The words were quiet, but they carried the weight of a thunderclap. Canoness Angelica did not immediately respond. She watched as a cluster of icons—representing the armoured spearhead—flickered uncertainly.
“The engagement was lost the moment I permitted overextension,” Guilliman continued, his voice measured, but edged with iron. “I anticipated a faltering line. Instead, the enemy committed fully. I did not account for the resolve of the Phalonan regiments.”
His hand passed through the projection. A towering sigil—once denoting the proud engine of a Cerastus Knight—glitched, fractured, and then vanished entirely.
“The destruction of the Knight Lancer broke the cohesion of the advance. Its demise was… spectacular.”
For a fraction of a second, something almost human crossed his features—regret, sharpened into frustration.
“Chain-reaction damage crippled both Land Raiders.
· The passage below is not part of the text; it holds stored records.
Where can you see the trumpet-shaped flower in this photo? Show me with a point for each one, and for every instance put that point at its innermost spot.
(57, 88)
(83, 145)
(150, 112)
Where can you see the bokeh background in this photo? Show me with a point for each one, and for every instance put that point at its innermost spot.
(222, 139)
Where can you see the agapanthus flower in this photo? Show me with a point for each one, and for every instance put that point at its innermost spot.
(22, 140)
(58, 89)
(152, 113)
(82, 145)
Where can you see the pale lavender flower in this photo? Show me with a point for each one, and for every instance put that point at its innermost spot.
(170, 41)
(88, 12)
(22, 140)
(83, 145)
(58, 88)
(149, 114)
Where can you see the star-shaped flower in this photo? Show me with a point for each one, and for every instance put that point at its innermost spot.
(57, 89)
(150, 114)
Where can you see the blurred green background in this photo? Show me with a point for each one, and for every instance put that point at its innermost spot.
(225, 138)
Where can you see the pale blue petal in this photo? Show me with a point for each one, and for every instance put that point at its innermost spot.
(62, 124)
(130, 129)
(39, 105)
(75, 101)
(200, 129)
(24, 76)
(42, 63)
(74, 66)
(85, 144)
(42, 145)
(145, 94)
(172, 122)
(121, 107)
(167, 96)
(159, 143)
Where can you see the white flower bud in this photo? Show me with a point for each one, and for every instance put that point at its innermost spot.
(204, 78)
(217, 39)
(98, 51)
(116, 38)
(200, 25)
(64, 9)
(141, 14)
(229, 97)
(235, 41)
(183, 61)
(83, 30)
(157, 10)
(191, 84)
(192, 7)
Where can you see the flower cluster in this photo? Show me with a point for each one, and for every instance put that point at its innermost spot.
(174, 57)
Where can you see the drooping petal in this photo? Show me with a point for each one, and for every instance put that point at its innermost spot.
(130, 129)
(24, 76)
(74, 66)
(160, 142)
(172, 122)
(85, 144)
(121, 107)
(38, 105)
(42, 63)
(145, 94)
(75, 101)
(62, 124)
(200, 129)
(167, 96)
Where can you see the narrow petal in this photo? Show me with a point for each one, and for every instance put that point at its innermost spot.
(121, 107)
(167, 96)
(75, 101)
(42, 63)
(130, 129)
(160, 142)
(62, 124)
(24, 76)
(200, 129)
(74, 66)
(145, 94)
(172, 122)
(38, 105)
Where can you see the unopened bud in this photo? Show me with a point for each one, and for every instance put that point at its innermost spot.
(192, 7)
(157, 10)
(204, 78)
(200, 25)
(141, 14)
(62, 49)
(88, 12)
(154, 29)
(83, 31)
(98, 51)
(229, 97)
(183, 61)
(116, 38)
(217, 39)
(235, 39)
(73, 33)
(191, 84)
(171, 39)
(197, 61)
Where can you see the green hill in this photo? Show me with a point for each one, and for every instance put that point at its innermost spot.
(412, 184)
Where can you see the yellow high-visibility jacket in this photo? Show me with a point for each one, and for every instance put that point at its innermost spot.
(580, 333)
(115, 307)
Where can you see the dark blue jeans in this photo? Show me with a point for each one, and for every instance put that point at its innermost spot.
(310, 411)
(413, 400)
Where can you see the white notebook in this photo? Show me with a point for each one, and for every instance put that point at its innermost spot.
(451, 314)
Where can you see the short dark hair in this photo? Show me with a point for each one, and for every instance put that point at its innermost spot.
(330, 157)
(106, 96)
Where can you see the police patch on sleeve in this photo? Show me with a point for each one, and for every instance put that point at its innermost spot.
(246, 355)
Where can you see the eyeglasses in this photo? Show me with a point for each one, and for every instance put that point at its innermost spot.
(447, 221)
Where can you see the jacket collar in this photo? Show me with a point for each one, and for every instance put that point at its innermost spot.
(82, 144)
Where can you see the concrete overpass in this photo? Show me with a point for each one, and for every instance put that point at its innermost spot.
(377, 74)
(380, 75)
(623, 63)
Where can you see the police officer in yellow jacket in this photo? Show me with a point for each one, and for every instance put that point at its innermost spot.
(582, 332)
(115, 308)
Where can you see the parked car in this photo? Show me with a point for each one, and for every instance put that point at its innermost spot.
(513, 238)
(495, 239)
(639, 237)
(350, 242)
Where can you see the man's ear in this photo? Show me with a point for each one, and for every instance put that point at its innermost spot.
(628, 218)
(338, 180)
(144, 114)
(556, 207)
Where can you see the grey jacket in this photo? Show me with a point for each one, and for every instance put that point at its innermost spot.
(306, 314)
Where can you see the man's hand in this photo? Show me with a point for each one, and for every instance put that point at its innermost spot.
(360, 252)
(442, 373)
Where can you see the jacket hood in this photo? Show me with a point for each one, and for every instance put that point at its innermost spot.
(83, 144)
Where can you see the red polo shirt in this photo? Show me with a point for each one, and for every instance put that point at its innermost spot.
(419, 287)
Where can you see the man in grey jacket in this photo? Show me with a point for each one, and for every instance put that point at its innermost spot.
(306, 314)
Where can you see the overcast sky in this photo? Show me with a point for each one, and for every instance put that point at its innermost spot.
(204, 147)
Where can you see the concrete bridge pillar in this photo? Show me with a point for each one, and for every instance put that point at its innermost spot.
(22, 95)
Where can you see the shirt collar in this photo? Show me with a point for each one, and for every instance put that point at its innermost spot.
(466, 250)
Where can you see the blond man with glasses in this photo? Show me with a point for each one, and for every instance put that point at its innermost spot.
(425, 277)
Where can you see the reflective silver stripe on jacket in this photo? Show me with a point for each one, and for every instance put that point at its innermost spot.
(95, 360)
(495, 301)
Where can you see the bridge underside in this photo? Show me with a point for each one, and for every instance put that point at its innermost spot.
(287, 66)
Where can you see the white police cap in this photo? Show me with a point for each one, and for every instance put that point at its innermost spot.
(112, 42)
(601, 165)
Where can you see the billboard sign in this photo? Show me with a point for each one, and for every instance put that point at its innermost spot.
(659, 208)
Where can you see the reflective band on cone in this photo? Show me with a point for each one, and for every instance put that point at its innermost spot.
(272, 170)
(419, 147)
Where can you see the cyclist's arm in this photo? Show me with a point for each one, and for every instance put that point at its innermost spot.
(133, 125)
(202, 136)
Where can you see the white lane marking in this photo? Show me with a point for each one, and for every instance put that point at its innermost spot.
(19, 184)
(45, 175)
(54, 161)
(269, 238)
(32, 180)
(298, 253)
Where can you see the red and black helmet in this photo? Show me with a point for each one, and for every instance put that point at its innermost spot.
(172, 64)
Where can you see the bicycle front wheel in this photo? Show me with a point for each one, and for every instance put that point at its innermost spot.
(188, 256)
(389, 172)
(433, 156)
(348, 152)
A single point of failure cascaded into systemic collapse. It is a flaw I should have foreseen.”
Angelica stepped forward slightly, her armour whispering against itself.
“My Lord, the Sisters who witnessed the detonation described it as apocalyptic. No mortal commander—”
“I am not a mortal commander.”
The interruption was not harsh—but absolute. Silence settled between them, filled only by the low hum of the ship and the distant echo of the Chant. Guilliman exhaled slowly, the sound controlled, deliberate.
“That is precisely why the error is unacceptable.”
He resumed his work, more quickly now. Surviving Ultramarine elements—proud warriors of the Ultramarines—were redrawn into tighter formations, forming interlocking fields of fire. Retreat vectors became defensive bastions. What had been a failed thrust was reshaped into a shield.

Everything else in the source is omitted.